After a short break, we set up a compound 10:1 MA system and a anchor system using three horizontal pickets buried 14 inches down and equalized with lots of slings and webbing so that the sling angles were all below around 30 degrees.  The slings were not tied into a fixed power point, but could shift to accommodate a shifting load.  This was made in the same work hardened area we used for earlier testing.  The dyno recorded a peak force of 2,000 pounds, which is the force that was going into a 2:1 MA system.  So, theoretically, the force on the anchor system was 4,000 pounds.  But, assuming a pulley efficiency of 90 percent, this anchor system held a peak force of about 3,600 pounds.

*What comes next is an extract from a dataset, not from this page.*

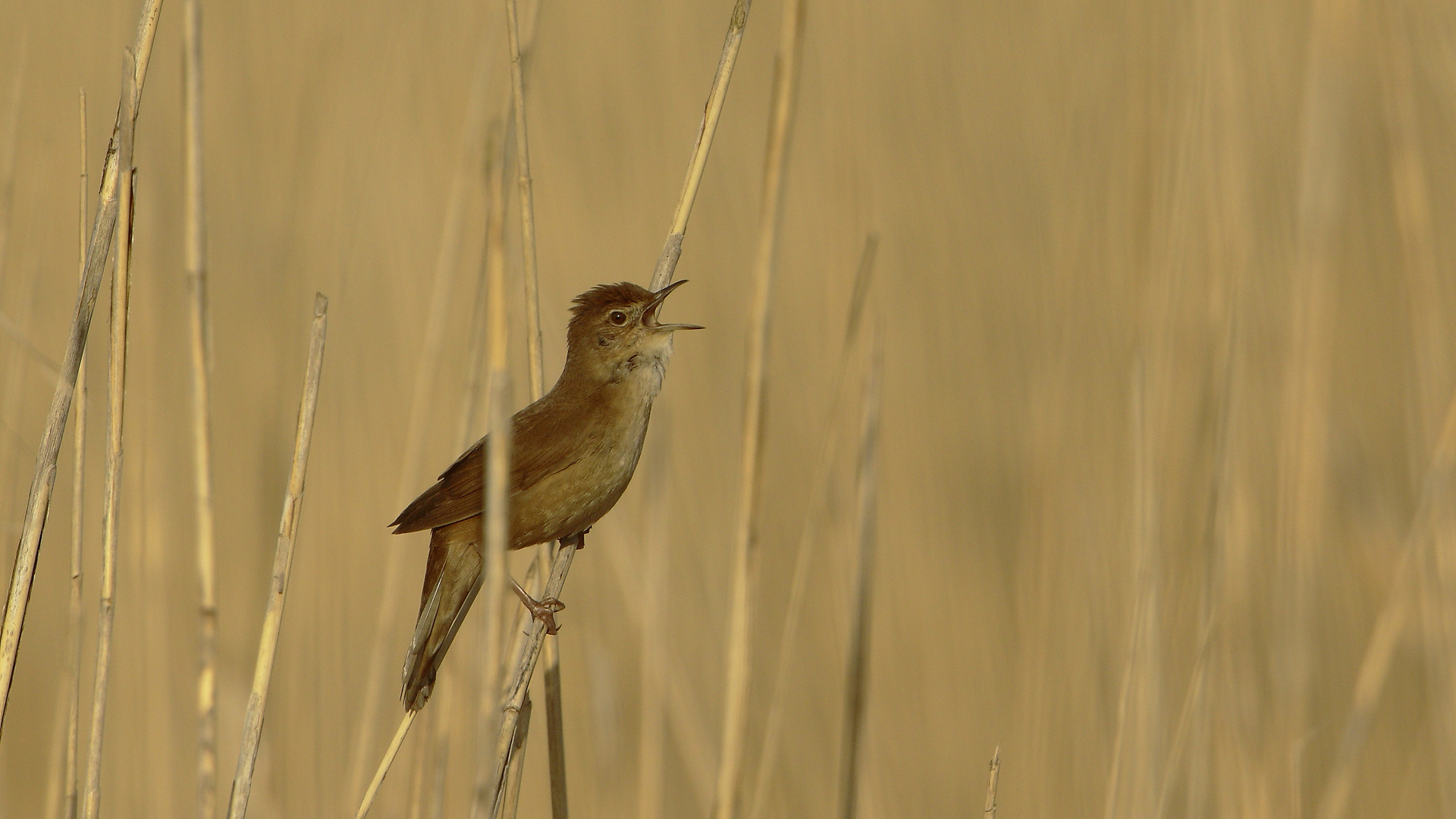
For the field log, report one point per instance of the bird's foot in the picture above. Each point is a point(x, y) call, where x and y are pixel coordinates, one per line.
point(544, 610)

After digging up the pickets, we saw that one of the pickets had hit an area that allowed the picket to rotate at least 60 degree from perpendicular to the load position that is was placed in.  This was seen at the power point since it moved forward 22 inches and the equalizing webbing allowed for this movement.  In other words, it was like a really slow and gentle anchor point failure with about 22 inches of extension.  But, is still held around 3,600 pounds of slow pull force.

After the testing was completed, we dug some quick pits in the front of the work hardened area to test for snow hardness.  The general results were 3 fingers down to 8-10 inches and fist down to 2 feet.  Not very hard snow after lots of work hardening and sitting for almost 4 hours.

Bob came back out for us and hauled everything back to the truck and we were back to the parking lot around 1600.

The common comments from the debrief were that people liked the testing and would like to do more in the future.  Most people were interested in starting to do some type of dynamic testing of anchor systems as well as slow pull testing of anchor systems.

Aaron then lead us to a great pizza place in Sweet Home for a fantabulous dinner.

Thanks everyone for making this a great training.

Jerry

PS.  As a side note, we got new batteries for the portable radios and used them as much as possible during the day.  Todd reported that the batteries still showed a full charge at the end of the day.  Quite a change from the 2 -3 hours we had been getting on the old batteries.